ANNECY, France — Announced at this year’s Annecy Intl. Animation Film Festival, the Paris-based Gobelins School of Images and Netflix have partnered on a pair of initiatives intended to foster greater equality in animation opportunities available to students.
2019 Gobelins graduate Claire Matz has been selected as the recipient of the first Netflix Animation Fellowship, developed to provide one Gobelins graduate per year the opportunity to relocate to Japan and work in a post-grad program alongside Netflix’s Japanese-based animation team on original anime titles.
Inspired by the energy the student participants bring to Annecy, the selected participant will be announced annually at the festival.
“There is such a love here in France, and especially at Gobelins, for anime,” Netflix director, Japan and anime John Derderian explained to Variety after the platform’s Tuesday night presentation: Netflix Original Anime: A Celebration of Anime and a Look Ahead.
“My childhood was inspired by Japanese manga and anime like the Cowboy Bebop and Neon Genesis Evangelion series,” said Matz in a statement. “So I am excited to start my professional career in a country whose rich culture and long history in animation production I love.”
“Claire will imbed right in with a lot of the studios we’re working with, as well as the team in our office where we are developing a kind of incubator,” Derderian explained, before summarizing: “It’s an investment into young people coming into animation.”

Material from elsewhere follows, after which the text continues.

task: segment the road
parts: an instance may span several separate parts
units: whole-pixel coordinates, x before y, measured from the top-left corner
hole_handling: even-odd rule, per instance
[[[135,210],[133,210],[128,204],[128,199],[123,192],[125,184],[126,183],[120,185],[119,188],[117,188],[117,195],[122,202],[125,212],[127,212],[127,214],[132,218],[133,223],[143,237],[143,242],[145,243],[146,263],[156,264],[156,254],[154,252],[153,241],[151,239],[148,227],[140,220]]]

The second initiative will see Netflix grant four-year scholarships to as many as ten students a year from across the African continent to attend the French animation school. The students will take part in the Master of Arts in character animation and animated filmmaking program, with the first class to be announced in September.

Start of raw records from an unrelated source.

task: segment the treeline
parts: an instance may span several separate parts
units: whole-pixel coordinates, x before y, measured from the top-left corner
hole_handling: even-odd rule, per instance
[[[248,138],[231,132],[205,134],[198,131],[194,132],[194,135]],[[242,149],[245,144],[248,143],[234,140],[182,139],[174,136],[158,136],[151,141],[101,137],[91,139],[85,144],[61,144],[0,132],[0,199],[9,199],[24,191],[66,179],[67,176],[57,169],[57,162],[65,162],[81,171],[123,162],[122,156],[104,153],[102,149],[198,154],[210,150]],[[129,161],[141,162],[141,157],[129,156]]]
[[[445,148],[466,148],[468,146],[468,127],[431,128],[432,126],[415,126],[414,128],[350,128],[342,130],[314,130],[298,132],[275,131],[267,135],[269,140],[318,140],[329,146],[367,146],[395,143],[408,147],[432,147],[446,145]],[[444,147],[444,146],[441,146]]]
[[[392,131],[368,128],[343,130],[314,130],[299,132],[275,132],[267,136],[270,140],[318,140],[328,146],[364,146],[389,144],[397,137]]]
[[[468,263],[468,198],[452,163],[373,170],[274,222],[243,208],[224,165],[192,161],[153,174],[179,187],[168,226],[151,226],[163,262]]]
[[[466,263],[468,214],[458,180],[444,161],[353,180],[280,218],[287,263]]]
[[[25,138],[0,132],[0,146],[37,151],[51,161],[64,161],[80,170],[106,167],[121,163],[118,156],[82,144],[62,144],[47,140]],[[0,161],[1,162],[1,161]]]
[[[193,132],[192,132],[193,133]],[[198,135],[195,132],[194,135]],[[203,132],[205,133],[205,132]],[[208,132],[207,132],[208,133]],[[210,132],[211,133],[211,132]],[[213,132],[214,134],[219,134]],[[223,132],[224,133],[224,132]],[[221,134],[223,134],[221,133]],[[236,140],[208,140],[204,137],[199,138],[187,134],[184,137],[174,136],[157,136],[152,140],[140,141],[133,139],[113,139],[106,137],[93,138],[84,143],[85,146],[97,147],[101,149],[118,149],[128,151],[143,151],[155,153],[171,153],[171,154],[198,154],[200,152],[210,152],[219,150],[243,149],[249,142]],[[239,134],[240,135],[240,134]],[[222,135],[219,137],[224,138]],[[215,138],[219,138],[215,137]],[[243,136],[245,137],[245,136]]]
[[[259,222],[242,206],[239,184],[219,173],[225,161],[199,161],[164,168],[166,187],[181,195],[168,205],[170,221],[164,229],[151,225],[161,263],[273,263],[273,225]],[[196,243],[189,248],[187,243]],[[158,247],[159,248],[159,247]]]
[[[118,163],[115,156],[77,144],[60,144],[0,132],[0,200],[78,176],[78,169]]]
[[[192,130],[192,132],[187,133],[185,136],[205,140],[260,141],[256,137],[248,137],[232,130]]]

“We realize that the pool of talent for creators we want to draw from won’t just be from the U.S.,” Melissa Cobb, Netflix vice president, kids & family told Variety. “We picture ourselves five and ten years down the road having an equal number of creators doing content for us all over the world.”
“We really tried to think of where we were not hearing the voices of the world in animation as much as in other places, so we started with the idea of the African continent,” she went on. “We want to see how we can grow the talent, because the talent from that area hasn’t had access to this kind of education.”
The programs come at an opportune time for the streaming giant, when talent is as an absolute premium. With the emergence of so many streaming platforms that now compete alongside the traditional studio powerhouses, it has become advantageous for everyone to cast a wide net and get involved early when looking for the next generation of animation talent.